Friday's attack was nothing but a more publicized attack. The Pentagon has repeatedly called the air strikes routine. For more than a month, the Iraqis increased their anti-aircraft firing at allied planes over the no-fly zones. Time magazine reports that more surface-to-air missiles were fired in the last few weeks than in all of 2000.

Hussein still poses a threat to Iraq's neighbors and must be contained. British Foreign Secretary Robin Cook said in a Sunday interview, 'Do remember [Hussein] has never given up his claim to Kuwait, and only a few weeks ago reasserted that claim.' U.S. Sen. John McCain told Fox News that he believes the strikes were an appropriate means to 'send a signal to Saddam Hussein.'

The Air Force reports that there have been more than 700 separate incidents of anti-aircraft artillery and missiles fired against United Nations coalition planes since December of 1998. It is clear that Hussein has no regard for the sanctions placed upon Iraq and the no-fly zones and continues to be a threat to the Middle East and to the world. Hussein has even offered a reward of $14,000 to any surface-to-air missile operator who shoots down a U.S. plane. The world must not tolerate Hussein's disregard for the sanctions.

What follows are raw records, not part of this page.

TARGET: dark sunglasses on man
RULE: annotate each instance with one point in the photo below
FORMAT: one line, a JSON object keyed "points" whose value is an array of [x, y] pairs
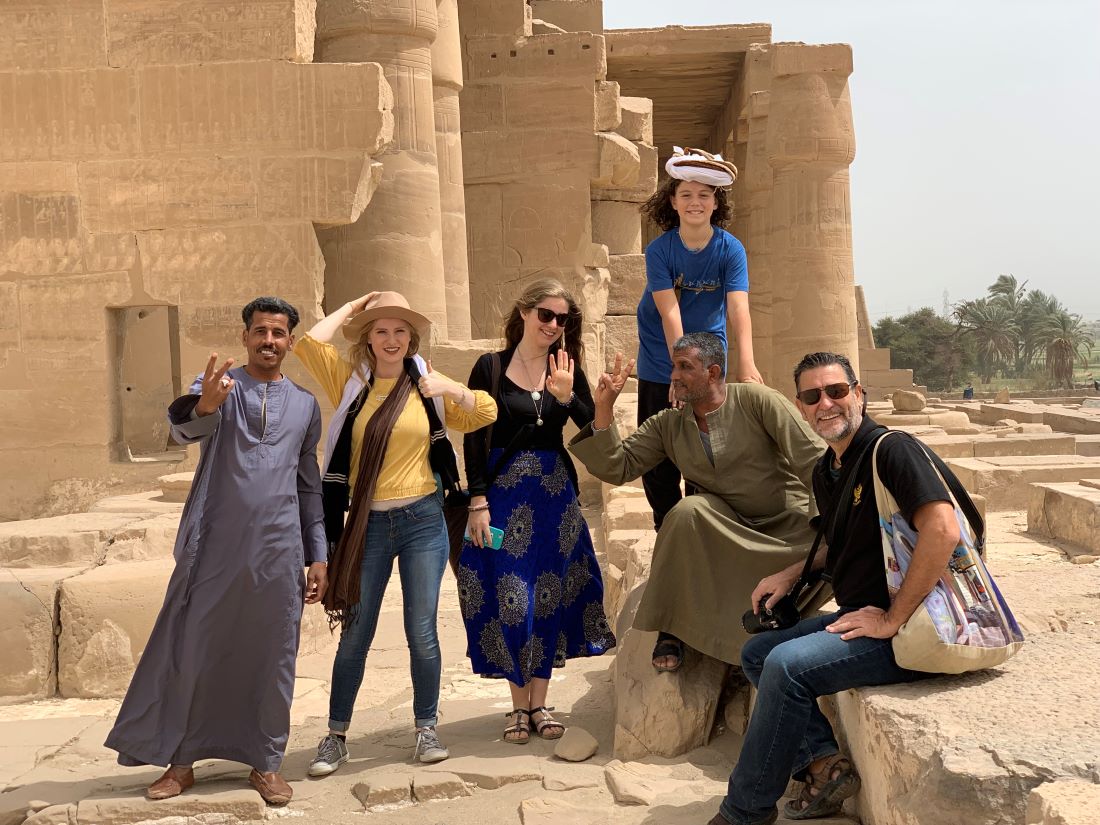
{"points": [[835, 392], [548, 315]]}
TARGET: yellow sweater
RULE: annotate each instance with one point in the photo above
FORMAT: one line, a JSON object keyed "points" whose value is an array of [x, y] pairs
{"points": [[405, 469]]}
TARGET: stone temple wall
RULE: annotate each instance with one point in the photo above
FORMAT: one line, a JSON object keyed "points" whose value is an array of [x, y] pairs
{"points": [[161, 164]]}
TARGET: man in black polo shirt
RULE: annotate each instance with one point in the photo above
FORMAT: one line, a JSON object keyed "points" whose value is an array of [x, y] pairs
{"points": [[788, 735]]}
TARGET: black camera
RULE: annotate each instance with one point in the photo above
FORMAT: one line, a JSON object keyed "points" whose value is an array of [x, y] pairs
{"points": [[784, 614]]}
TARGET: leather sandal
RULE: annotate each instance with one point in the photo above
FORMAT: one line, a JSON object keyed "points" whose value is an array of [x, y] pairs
{"points": [[547, 727], [172, 783], [519, 730], [271, 787], [668, 645], [824, 792]]}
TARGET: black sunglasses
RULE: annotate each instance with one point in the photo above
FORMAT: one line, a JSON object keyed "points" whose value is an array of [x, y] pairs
{"points": [[833, 391], [548, 315]]}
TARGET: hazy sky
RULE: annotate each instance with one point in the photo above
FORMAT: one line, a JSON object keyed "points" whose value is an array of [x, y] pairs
{"points": [[977, 138]]}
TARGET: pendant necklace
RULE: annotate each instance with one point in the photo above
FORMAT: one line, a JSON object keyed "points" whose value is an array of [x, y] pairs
{"points": [[536, 395]]}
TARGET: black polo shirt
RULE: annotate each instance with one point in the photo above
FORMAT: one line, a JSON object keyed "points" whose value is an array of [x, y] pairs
{"points": [[855, 563]]}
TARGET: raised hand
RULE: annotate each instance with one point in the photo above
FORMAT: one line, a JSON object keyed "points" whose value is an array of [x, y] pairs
{"points": [[560, 376], [432, 385], [611, 383], [216, 386]]}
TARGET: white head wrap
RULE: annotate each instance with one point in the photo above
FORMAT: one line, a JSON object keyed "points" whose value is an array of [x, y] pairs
{"points": [[701, 166]]}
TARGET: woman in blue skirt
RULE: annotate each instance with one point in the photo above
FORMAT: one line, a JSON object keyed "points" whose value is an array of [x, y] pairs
{"points": [[536, 600]]}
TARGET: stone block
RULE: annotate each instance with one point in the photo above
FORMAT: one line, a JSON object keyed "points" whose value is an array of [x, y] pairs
{"points": [[1087, 444], [620, 334], [1067, 512], [176, 486], [271, 108], [429, 787], [617, 224], [637, 119], [642, 188], [576, 745], [229, 806], [906, 400], [628, 284], [660, 714], [1005, 481], [154, 194], [76, 540], [28, 609], [618, 543], [1064, 802], [607, 113], [200, 31], [106, 616], [557, 57], [1076, 421], [384, 788], [628, 513], [52, 34], [619, 163], [875, 359], [573, 15]]}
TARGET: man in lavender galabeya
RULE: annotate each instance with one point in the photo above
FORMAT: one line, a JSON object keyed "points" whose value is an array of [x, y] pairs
{"points": [[788, 736], [217, 677]]}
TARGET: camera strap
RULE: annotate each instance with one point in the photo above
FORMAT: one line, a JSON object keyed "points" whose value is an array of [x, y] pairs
{"points": [[839, 515]]}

Approximately every three days, some kind of military attack takes place, but the media decided to cover this one. I don't know if it is because it was Bush's first approved attack, or if because the media was bored with nothing to report, but this has been going on since the end of the Gulf War.

Furthermore, the attacks need to continue. Until Hussein makes his concessions on weapons of mass destruction, the British and French have agreed to maintain the sanctions on the no-fly zones. Critics of the attacks claim that innocent civilians are the victims, but that is untrue; they are simply victims of Hussein's propaganda to gain support against his nemesis, the Bush family.